I look her deep in the eyes leaning forward. "Please." She half shakes her head. "Please, Anna."
"Our policy clearly states-"
"Anna?" I take her arm. "No offense, but I really, really, really don't give a fuck about the policy. Please Anna, just this once."
She studies me. "Fine, this once. Hey, this is getting me into guaranteed trouble, so you owe me."
I was tempted to tell her it wouldn't get her into one bit of trouble, but I wasn't going to push it. "Thanks, thanks! Appreciate it!"
"Alright. I have to go now." I half turn away. "Hey, Anna?"
"I was just thinking... I mean I was wondering if..." I bite my lip. "If he remembered me this week?"
"Look, I'm sorry, but... MJ, he barely remembers his own name, some days." Her voice breaks. "Sorry."
"No, look, it's fine." I run my hand through my hair frantically. "I should have never asked. Forget that I even asked. It's all good. Don't cry."

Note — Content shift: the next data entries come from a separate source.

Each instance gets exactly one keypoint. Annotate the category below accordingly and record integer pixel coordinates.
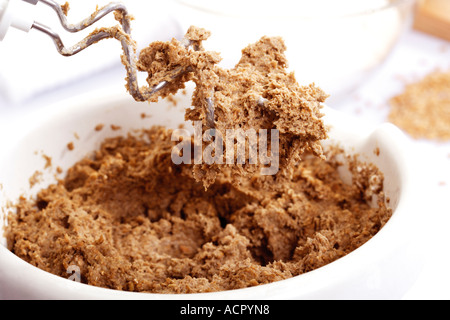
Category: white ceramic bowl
(385, 267)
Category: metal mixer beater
(9, 17)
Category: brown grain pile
(423, 109)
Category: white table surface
(416, 55)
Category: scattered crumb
(144, 115)
(423, 109)
(35, 178)
(48, 161)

"Look, MJ. Forget what I just said." She drops to a whisper. "Come again next Friday, yeah?"
"No, just come, MJ, okay?"
"I'm sorry, Anna. I wouldn't be doing this if things were different. But Anna... He basically raised me."
"He was the bomb, man. My buddy and role model all at the same time. He was a fucking superhero. And then something called Alzheimer's gets to take it all away just like that."
"You don't know how much he loved me. How many of them DC comics he bought me. How much he taught me." I clench my fists. "And no one knows how much-" I falter. "How much I want to be his superhero."
"Oh, MJ." She comes over and pulls me into a meaningful hug. Her breath dances on my neck. "But you are his superhero, MJ. You don't know how much you actually are."
"Yeah, right" I laugh through tears into her auburn hair. "I thought heroes were memorable."
"Real-life ones don't get credited enough." She rubs my back. "Unsung heroes." There's a lull before we break apart.
"Anna." I smile at her through my glazed, tear-filled eyes. "Have we gotten cringy, or what?"
"I'll see you next Friday, MJ." She replies over her shoulder.